It’s late at night. You got home really late and crashed without doing most of your nightly routine, so you’re out cold. The shattering of glass rips you from your slumber. You hear the back door opening–you know it’s locked because it’s always locked. You checked before you left for the night and didn’t open it when you got home.
Someone is in your home.
Adrenaline is pumping through your veins, part of the body’s fight-or-flight response, but it’s causing you problems now. You can’t get your gun safe open. You had your handgun locked up because your town has a mandatory storage law, but now you need it and it’s taking too long to get it.
As you’re fumbling with the key, the bedroom door opens. Your time is up.
This is what a lot of people fear, and in a lot of towns, it’s the potential reality for any number of people. After all, mandatory storage laws are a thing. Now, Palo Alto, California is considering adding one of its own.
SAFETY NET … Eight months after two Palo Alto City Council members proposed adopting a “safe storage” law for firearms, the council is preparing to do just that. Responding to a memo that council member Alison Cormack and then-Mayor Adrian Fine issued in December 2020, the council is scheduled to adopt on Aug. 30 an ordinance that would require any firearm that is stored in a residence to be secured with a trigger lock or in a locked container, when not on one’s person.
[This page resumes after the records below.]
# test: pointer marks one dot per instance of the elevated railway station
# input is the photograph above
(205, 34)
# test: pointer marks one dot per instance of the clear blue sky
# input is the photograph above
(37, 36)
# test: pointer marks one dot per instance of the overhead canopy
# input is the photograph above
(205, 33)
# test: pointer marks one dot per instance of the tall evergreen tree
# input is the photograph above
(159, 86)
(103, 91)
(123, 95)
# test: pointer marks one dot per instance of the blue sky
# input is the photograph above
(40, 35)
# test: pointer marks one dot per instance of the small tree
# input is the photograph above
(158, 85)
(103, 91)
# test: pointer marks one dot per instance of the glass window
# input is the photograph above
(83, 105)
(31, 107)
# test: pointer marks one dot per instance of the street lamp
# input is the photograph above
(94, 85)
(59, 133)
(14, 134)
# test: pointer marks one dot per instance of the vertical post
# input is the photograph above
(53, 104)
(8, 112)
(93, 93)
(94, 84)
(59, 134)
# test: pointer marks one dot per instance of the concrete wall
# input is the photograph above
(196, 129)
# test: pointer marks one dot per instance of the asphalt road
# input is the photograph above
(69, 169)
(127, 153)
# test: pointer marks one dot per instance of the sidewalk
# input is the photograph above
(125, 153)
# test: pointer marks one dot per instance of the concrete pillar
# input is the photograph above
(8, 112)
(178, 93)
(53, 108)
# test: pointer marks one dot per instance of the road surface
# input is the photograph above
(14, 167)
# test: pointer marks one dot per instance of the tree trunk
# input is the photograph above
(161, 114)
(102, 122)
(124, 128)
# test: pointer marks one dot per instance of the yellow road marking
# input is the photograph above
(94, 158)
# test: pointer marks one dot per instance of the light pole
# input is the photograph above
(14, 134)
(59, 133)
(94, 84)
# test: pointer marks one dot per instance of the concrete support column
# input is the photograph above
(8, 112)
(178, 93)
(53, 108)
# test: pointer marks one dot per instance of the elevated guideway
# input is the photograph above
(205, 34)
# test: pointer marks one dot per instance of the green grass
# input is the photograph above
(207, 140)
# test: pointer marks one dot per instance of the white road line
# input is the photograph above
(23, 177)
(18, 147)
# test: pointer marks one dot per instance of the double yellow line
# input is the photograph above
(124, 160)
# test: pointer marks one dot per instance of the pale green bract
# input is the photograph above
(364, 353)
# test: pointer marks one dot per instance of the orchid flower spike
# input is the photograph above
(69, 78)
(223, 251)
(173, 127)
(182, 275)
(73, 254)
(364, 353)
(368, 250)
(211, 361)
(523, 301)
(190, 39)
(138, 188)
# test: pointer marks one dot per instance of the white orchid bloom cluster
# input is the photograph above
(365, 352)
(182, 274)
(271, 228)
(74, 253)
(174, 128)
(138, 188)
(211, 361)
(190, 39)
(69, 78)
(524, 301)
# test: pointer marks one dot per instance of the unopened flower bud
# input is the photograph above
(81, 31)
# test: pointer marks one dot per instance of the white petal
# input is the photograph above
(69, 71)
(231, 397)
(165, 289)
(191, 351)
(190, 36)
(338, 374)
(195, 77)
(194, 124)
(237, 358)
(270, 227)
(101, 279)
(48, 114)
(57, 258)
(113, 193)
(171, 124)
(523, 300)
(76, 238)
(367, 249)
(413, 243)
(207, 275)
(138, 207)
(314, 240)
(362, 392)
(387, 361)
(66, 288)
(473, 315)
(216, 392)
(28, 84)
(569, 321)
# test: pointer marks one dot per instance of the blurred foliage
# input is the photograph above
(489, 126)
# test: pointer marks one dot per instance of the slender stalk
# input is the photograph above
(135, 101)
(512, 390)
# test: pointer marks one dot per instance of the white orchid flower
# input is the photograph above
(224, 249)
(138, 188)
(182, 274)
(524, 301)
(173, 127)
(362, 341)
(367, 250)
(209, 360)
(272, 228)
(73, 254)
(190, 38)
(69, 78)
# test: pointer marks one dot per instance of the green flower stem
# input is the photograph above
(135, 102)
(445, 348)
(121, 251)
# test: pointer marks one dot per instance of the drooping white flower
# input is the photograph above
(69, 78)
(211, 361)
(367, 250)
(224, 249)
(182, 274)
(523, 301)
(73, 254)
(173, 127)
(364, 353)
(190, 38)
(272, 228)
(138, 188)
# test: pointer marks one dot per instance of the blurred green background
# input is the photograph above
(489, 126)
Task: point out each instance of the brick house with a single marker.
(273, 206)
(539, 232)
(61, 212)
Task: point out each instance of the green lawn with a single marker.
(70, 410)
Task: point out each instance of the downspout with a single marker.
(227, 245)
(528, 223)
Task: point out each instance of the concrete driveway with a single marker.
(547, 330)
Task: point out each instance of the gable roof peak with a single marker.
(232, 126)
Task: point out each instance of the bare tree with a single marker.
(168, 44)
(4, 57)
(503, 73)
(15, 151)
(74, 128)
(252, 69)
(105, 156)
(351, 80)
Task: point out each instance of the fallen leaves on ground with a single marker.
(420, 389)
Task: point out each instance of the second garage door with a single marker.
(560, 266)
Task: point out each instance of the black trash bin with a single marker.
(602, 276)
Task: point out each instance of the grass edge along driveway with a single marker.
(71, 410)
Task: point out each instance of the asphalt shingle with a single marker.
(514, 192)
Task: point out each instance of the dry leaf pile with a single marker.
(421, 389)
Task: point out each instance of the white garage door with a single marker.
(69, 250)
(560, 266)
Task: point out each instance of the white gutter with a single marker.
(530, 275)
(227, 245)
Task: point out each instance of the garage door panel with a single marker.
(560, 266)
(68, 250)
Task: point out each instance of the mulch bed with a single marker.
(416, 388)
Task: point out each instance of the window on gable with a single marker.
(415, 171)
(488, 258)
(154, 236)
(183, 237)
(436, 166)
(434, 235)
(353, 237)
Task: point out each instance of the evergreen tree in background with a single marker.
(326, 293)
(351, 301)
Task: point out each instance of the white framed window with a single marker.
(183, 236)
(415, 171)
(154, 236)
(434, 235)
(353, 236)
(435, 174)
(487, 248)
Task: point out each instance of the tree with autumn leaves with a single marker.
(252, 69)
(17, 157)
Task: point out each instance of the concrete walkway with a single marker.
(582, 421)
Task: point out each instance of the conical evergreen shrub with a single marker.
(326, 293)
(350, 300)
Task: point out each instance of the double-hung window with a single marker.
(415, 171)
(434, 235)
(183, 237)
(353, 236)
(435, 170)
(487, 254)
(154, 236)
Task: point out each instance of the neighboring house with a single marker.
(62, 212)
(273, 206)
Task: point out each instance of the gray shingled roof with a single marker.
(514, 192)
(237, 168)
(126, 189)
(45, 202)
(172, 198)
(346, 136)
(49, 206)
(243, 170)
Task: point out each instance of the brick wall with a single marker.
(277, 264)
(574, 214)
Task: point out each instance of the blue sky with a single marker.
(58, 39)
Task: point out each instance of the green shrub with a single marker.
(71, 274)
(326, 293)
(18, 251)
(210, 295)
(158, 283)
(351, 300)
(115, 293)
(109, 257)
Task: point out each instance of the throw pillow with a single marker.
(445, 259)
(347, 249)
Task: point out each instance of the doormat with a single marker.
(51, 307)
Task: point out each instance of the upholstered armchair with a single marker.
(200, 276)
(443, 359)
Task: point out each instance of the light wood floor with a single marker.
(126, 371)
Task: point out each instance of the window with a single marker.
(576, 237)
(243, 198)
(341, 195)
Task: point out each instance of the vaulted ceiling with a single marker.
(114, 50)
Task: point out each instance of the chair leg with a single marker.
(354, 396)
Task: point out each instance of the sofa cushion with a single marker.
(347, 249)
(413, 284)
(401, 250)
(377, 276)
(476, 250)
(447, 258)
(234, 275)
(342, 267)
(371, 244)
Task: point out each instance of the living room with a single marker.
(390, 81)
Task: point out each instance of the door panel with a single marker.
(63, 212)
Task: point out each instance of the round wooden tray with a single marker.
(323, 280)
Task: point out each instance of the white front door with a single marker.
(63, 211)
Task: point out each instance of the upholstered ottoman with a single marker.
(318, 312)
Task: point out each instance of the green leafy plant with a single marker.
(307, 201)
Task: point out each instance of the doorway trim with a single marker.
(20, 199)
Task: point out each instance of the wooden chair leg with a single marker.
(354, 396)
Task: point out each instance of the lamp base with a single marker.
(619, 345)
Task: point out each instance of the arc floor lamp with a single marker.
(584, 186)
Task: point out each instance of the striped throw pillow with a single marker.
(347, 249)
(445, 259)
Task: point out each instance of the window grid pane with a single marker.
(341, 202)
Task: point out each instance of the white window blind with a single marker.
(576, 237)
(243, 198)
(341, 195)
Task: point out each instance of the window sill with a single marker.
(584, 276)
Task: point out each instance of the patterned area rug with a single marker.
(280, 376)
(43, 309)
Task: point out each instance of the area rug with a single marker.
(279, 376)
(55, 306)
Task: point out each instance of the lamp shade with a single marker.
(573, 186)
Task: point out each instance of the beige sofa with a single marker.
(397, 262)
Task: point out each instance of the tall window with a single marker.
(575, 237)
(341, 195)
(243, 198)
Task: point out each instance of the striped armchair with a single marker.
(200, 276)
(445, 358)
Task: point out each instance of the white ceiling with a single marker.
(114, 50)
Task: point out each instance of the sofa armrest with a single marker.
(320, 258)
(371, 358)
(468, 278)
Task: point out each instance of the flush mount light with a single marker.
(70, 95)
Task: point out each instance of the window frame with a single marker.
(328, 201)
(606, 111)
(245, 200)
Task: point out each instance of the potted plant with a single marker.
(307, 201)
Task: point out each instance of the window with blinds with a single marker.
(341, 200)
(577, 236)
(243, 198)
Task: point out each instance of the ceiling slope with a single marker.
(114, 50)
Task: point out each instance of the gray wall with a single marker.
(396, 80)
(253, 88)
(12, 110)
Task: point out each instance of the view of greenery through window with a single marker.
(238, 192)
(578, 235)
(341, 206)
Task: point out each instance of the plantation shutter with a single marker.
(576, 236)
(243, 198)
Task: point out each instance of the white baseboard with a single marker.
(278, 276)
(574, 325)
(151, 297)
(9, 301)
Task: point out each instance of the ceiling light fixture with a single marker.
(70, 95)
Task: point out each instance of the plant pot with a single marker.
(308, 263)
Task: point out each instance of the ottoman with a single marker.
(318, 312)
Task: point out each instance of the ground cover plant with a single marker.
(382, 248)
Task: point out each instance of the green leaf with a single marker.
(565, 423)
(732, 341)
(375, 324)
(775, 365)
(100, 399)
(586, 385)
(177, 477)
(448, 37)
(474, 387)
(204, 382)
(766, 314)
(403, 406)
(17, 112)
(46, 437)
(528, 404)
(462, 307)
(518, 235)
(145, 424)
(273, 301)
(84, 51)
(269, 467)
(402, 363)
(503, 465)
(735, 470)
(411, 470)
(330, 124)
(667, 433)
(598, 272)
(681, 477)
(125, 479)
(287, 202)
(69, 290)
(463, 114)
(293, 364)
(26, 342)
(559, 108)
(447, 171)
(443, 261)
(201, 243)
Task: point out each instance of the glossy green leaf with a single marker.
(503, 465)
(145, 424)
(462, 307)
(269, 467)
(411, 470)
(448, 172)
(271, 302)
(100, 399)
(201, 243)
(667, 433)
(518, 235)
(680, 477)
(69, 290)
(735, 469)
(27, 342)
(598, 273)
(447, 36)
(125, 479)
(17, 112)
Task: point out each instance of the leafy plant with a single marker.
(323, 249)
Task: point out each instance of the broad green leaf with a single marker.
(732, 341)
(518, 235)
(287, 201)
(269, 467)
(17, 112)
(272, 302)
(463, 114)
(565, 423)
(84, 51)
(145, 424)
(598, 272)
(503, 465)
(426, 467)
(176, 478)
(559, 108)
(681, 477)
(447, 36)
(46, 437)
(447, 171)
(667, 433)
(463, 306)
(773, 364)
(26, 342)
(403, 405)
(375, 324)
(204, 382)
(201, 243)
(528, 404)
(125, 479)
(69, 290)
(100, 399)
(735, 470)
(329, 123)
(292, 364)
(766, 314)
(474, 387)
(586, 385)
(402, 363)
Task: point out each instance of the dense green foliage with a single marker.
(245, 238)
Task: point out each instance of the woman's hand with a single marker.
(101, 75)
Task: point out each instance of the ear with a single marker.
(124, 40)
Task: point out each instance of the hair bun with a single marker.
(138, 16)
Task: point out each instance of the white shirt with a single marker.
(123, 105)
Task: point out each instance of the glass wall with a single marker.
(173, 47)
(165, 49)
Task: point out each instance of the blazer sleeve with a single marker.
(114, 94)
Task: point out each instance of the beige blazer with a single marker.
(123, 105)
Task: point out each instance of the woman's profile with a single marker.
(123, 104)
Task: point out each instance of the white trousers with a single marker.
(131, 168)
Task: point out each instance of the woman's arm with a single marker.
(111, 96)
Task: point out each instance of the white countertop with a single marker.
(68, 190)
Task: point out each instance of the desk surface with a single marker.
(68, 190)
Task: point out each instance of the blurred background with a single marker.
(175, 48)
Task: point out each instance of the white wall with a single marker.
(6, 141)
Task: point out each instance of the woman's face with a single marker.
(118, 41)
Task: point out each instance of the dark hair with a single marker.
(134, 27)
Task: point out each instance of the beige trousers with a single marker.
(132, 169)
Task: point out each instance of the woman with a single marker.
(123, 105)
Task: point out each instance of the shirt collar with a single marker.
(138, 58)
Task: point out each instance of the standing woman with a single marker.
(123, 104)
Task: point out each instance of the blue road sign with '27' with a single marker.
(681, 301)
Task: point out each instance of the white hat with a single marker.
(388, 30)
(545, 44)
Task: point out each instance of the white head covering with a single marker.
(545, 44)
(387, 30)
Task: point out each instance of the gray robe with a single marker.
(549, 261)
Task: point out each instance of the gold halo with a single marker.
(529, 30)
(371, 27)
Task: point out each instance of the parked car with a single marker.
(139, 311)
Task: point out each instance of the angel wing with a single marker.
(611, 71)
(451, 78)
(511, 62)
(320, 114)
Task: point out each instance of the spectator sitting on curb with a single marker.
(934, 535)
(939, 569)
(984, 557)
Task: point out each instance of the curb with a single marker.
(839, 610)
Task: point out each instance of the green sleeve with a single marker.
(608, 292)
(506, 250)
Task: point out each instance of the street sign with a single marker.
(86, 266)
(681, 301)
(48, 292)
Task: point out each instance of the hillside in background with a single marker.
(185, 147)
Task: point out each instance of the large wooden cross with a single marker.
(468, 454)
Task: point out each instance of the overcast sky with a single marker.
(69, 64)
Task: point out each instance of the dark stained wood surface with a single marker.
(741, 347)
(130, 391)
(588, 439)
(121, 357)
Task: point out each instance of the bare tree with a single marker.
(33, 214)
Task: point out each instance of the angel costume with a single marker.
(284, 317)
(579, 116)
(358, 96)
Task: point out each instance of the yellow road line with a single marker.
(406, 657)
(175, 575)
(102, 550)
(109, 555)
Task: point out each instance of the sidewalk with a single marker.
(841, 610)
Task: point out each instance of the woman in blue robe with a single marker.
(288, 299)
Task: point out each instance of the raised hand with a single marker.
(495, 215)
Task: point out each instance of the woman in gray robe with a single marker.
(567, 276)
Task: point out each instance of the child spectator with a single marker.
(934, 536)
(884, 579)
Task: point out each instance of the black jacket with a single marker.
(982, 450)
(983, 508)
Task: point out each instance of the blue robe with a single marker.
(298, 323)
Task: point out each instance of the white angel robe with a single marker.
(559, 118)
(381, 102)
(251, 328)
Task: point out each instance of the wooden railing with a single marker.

In proposing the new requirement, Cormack and Fine’s memo noted that 2020 had seen a record-setting number of firearms purchases, many of them to first-time owners who may not be familiar with proper safety and storage practices. “A safe requirement can help prevent the theft of firearms and may reassure and protect our public safety personnel,” the memo stated.
Palo Alto isn’t the only city to consider and, in some cases, adopt gun-safety measures. Sunnyvale has recently raised the minimum age for purchasing a semi-automatic rifle to 21, while Redwood City approved an ordinance mandating safe storage, with a violation classified as a misdemeanor. The Palo Alto ordinance would similarly set a maximum penalty for violations at $1,000 and six months of imprisonment.
A memo from City Attorney Molly Stump’s office notes that the ordinance is “not intended to criticize firearm owners nor abridge the rights protected by the Constitution.” “This sort of safe storage law constitutionally balances individuals’ rights with the City’s interest in reducing gun-related injuries,” the memo from Stump’s office states. “By protecting firearms from theft and misappropriation, this ordinance is a common-sense measure that can save lives and prevent injuries in Palo Alto.”
I get the argument, but I don’t believe that’s the motivating factor for an instant.
Mandatory storage laws–I refuse to call them “safe storage” laws because there’s nothing safe about them–are nothing more than an attempt to mandate something without regard for someone’s specific situation.
Especially when you invoke the number of purchases as somehow being a justification for passing such a law.
Such laws don’t actually prevent gun thefts. What they do, though, is make it less likely someone will report a firearm stolen. It also makes it more difficult for poorer members of the community to lawfully own a firearm.
But lawmakers in anti-Second Amendment strongholds like California often care little about such things. They’re OK with guns being impossible for anyone to obtain.